Time goes by so fast. It seems like a few short hours ago we were arriving in Pune–completely and utterly confused by the sounds and the smells, barely able to cross the street much less order a meal at a restaurant or find our way home in a rickshaw. When I see us now haggling with the rickshaw drivers, giving directions in Marathi, dodging cars and motorcycles to cross the street, and ordering formerly unpronounceable dishes at restaurants I can’t help but smile at how much has changed.
And maybe in some way this means that we’re finally ready to leave. That we’ve figured things out to some extent and we can go home now. But part of me is not ready to go and as the days pass by faster I feel myself desperately trying to soak up every moment–only now realizing that there are hundreds and thousands of little things about India that I will miss dearly when I get home.
Like…
-taking long rickshaw rides home at night, feeling the cool night air pick up my scarf in the breeze behind me
-drinking one of Tukuram’s cups of chai tea in the middle of an early morning class
-sticking my fingers into a plate of fresh, warm rice and eating with my hands
-smelling some of the best and worst smells in the world within one block of each other (from incense to urine, India is full of odorous surprises)
-taking my shoes off every time I enter a home or a shop
-making friends with stray dogs
-eating a masala dosa at Baba’s for less than a dollar in the company of no-longer-new friends
-and probably most of all, walking around the city on the uneven sidewalks, attempting not to be run over and trying my best to soak up all there is to see in the time we have left
When the time comes to go home in a couple of weeks I will welcome it.
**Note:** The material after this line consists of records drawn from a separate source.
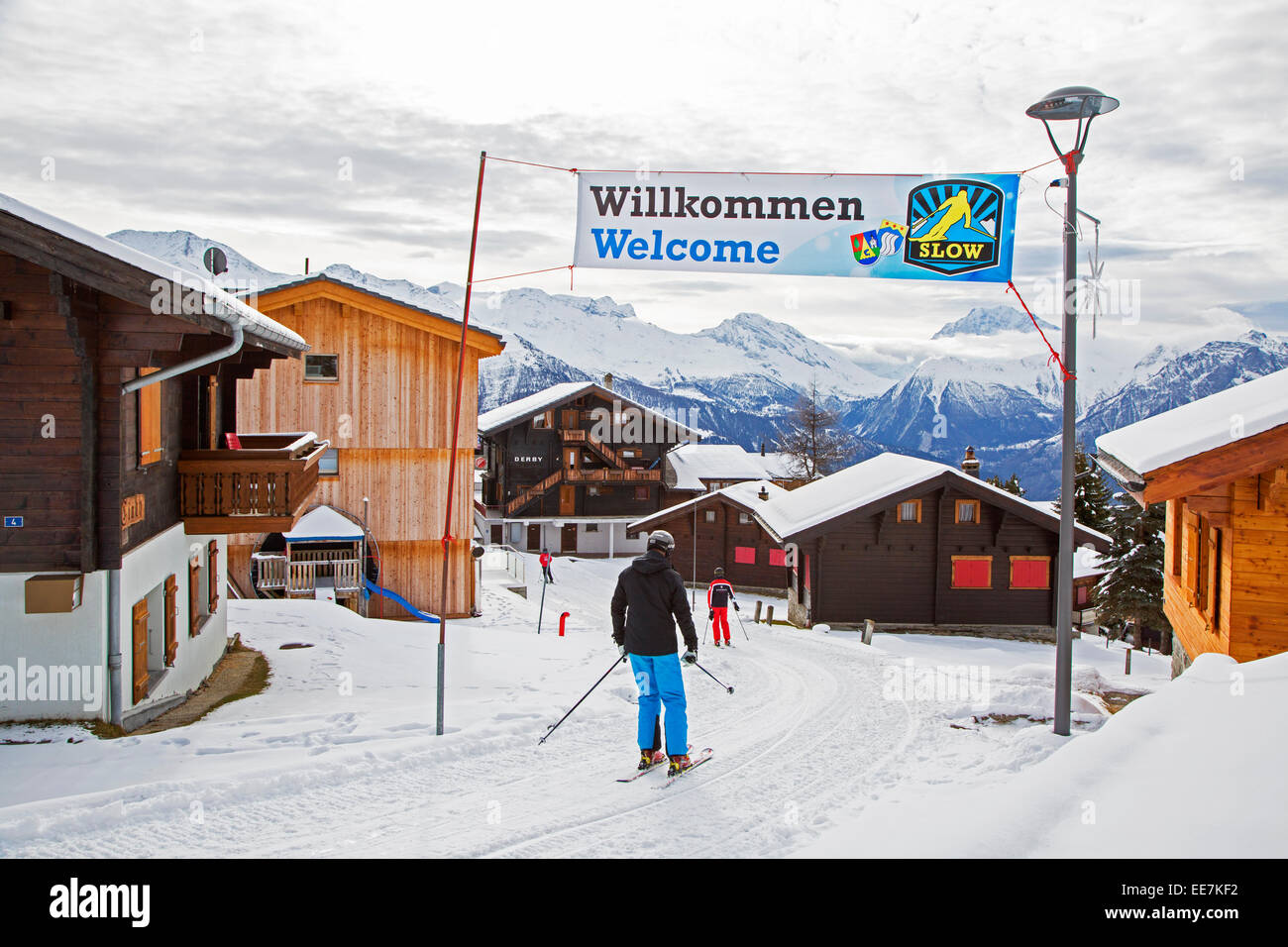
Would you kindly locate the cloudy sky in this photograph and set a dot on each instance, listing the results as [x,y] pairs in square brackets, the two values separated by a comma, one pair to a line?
[351,133]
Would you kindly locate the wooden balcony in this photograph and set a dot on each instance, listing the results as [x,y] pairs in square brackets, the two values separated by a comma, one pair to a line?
[263,487]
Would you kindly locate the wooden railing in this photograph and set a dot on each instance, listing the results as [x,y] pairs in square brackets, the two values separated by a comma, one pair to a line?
[259,488]
[532,492]
[585,437]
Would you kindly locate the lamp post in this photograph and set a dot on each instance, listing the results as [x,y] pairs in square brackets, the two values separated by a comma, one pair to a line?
[1081,103]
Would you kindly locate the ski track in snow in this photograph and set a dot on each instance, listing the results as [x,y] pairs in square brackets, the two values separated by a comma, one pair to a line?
[805,729]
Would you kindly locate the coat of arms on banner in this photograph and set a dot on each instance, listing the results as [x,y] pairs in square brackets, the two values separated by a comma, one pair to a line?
[953,226]
[872,245]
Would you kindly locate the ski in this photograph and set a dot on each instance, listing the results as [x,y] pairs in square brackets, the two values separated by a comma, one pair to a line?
[702,758]
[638,774]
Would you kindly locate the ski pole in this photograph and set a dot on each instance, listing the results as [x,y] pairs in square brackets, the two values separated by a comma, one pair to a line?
[713,677]
[554,727]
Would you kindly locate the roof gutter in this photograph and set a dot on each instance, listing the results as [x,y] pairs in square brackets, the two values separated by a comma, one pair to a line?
[232,348]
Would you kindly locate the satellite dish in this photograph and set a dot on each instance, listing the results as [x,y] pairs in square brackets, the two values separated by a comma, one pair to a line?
[215,261]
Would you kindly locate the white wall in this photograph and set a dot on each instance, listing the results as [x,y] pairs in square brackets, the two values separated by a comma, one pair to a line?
[63,639]
[146,567]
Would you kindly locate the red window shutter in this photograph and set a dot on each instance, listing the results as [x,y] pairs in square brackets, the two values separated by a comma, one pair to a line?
[193,599]
[1030,574]
[213,575]
[171,620]
[973,574]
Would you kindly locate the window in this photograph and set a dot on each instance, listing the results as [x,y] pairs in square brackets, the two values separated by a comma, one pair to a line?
[150,420]
[973,571]
[321,368]
[1030,571]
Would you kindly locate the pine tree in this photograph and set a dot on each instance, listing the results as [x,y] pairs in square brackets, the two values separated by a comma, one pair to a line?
[1010,486]
[1091,495]
[811,438]
[1132,589]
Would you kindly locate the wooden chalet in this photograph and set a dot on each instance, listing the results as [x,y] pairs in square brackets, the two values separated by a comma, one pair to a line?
[720,530]
[1222,466]
[915,545]
[117,386]
[568,468]
[380,385]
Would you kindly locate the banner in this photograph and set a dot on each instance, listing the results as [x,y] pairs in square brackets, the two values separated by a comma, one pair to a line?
[902,227]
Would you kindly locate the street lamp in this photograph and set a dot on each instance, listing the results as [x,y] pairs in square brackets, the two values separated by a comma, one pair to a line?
[1081,103]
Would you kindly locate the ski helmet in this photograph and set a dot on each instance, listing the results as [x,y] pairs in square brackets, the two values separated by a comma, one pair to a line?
[661,539]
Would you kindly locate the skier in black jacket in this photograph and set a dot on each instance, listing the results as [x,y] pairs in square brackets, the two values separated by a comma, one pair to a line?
[648,602]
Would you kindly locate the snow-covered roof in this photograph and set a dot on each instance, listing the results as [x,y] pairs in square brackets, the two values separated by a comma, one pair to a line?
[222,305]
[323,525]
[533,405]
[870,482]
[746,493]
[359,287]
[1248,408]
[695,463]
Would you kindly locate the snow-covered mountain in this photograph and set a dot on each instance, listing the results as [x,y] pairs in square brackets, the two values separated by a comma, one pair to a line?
[991,321]
[741,377]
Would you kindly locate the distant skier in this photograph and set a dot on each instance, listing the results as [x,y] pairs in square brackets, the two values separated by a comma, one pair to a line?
[648,602]
[719,595]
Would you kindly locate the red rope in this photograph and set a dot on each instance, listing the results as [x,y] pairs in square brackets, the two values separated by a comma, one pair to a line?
[1010,287]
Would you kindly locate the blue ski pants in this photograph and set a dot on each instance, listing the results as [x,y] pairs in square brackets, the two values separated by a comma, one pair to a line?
[661,684]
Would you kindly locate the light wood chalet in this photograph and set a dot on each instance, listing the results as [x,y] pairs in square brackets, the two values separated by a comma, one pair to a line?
[117,384]
[1222,466]
[380,384]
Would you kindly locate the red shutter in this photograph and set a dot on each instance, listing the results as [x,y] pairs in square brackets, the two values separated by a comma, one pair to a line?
[193,599]
[973,574]
[213,575]
[171,620]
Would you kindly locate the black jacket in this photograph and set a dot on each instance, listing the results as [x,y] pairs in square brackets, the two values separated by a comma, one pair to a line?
[648,594]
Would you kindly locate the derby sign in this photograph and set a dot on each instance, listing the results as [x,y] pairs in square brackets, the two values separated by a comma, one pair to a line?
[804,224]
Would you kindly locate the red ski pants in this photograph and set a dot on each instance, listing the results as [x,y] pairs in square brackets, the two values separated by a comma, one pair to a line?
[721,621]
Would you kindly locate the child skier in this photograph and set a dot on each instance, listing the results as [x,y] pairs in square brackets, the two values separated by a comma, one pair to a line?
[648,602]
[719,595]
I’ll be ecstatic to see my parents and my sister again, to eat at my favorite restaurant and to settle in to my spot on the couch…but until then I’ll be in India. Homesickness be damned, I’m not going to miss a second of the time we have left here.
“You have to be always drunk. That’s all there is to it—it’s the only way. So as not to feel the horrible burden of time that breaks your back and bends you to the earth, you have to be continually drunk. But on what? Wine, poetry or virtue, as you wish. But be drunk.
And if sometimes, on the steps of a palace or the green grass of a ditch, in the mournful solitude of your room, you wake again, drunkenness already diminishing or gone, ask the wind, the wave, the star, the bird, the clock, everything that is flying, everything that is groaning, everything that is rolling, everything that is singing, everything that is speaking. . .ask what time it is and wind, wave, star, bird, clock will answer you: “It is time to be drunk! So as not to be the martyred slaves of time, be drunk, be continually drunk! On wine, on poetry or on virtue as you wish.””
-Charles Beaudelaire
Aw! Nice post and we can’t wait to pick you up in Boston
Enjoy the rest of your time in India. Have enjoyed your posts.
Thanks so much! I’ve enjoyed writing them. It’s going by so fast, but I’m so excited for everything that’s left to be packed in in the next two weeks!